Norwood v. Harrison
Headline: Ruling blocks Mississippi’s long-standing program from lending free state textbooks to students at racially segregated private schools, requiring school-by-school checks and ending blanket state support for segregation.
Holding: The Court ruled that a state may not lend free textbooks to students attending racially discriminatory private schools because such aid materially supports segregation, and it vacated the judgment and remanded for school-by-school determinations.
- Stops blanket textbook loans to racially segregated private schools.
- Requires school-by-school certification before state textbooks are sent.

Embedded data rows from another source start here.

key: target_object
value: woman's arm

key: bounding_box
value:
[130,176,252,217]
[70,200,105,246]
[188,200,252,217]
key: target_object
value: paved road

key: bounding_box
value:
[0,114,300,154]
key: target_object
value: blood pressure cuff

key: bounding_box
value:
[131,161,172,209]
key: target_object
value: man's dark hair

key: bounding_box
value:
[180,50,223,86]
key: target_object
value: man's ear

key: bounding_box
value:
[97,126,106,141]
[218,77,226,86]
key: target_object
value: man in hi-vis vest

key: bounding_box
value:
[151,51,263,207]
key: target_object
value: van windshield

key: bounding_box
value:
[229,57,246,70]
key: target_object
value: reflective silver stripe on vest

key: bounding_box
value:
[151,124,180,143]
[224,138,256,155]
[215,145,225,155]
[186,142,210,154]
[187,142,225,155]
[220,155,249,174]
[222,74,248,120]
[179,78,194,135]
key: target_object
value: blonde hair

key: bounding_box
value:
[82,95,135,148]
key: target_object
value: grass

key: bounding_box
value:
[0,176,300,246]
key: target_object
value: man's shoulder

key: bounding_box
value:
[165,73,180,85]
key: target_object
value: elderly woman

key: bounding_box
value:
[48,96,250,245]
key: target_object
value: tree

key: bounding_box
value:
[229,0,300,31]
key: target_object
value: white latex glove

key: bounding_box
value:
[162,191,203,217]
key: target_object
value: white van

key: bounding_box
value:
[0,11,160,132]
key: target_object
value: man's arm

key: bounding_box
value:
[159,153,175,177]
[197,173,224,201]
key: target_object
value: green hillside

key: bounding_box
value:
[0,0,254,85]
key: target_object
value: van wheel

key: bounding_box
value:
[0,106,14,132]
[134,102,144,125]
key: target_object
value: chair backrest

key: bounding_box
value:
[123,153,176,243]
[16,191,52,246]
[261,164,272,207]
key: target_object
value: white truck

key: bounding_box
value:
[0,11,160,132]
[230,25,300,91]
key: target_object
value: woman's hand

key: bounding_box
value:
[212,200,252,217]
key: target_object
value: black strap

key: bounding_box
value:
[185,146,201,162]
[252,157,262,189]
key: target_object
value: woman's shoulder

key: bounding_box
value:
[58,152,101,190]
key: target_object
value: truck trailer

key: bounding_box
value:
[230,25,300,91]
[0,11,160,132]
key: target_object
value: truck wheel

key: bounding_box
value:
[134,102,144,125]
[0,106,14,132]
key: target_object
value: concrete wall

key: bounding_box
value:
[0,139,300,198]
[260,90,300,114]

- Allows denial of state books to schools proven to discriminate.
Summary
Background
A group of parents from Tunica County sued to stop Mississippi’s program that buys and lends free textbooks to all schoolchildren, public and private. The parents said many private schools had opened as all-white academies during public school desegregation and that textbook loans were helping racially discriminatory schools. The program began in 1940 and, by 1970, many private nonreligious schools held state books and received substantial state purchases and shipments.
Reasoning
The Court addressed whether lending free textbooks counts as the State giving tangible support to private schools that exclude students by race. The Justices said textbooks are basic, tangible educational aid similar to tuition grants and that the Constitution bars a State from materially supporting institutions that practice racial discrimination. Good intentions or lack of precise proof that books alone keep students in private schools do not excuse state aid that significantly facilitates segregation. The Court distinguished earlier cases that permitted some aid to religious schools and said those decisions do not allow support that helps racially discriminatory private schools.
Real world impact
The Court vacated the District Court’s judgment and sent the case back for further proceedings. It required individualized, school-by-school review and a certification process before any private school can receive state textbooks. That means Mississippi must stop blanket distribution and may deny state books to private schools shown to practice racial discrimination; individual determinations will govern each school’s eligibility.
Dissents or concurrances
Two Justices (Douglas and Brennan) agreed with the result of vacating and remanding. Their separate views do not change the core holding described above.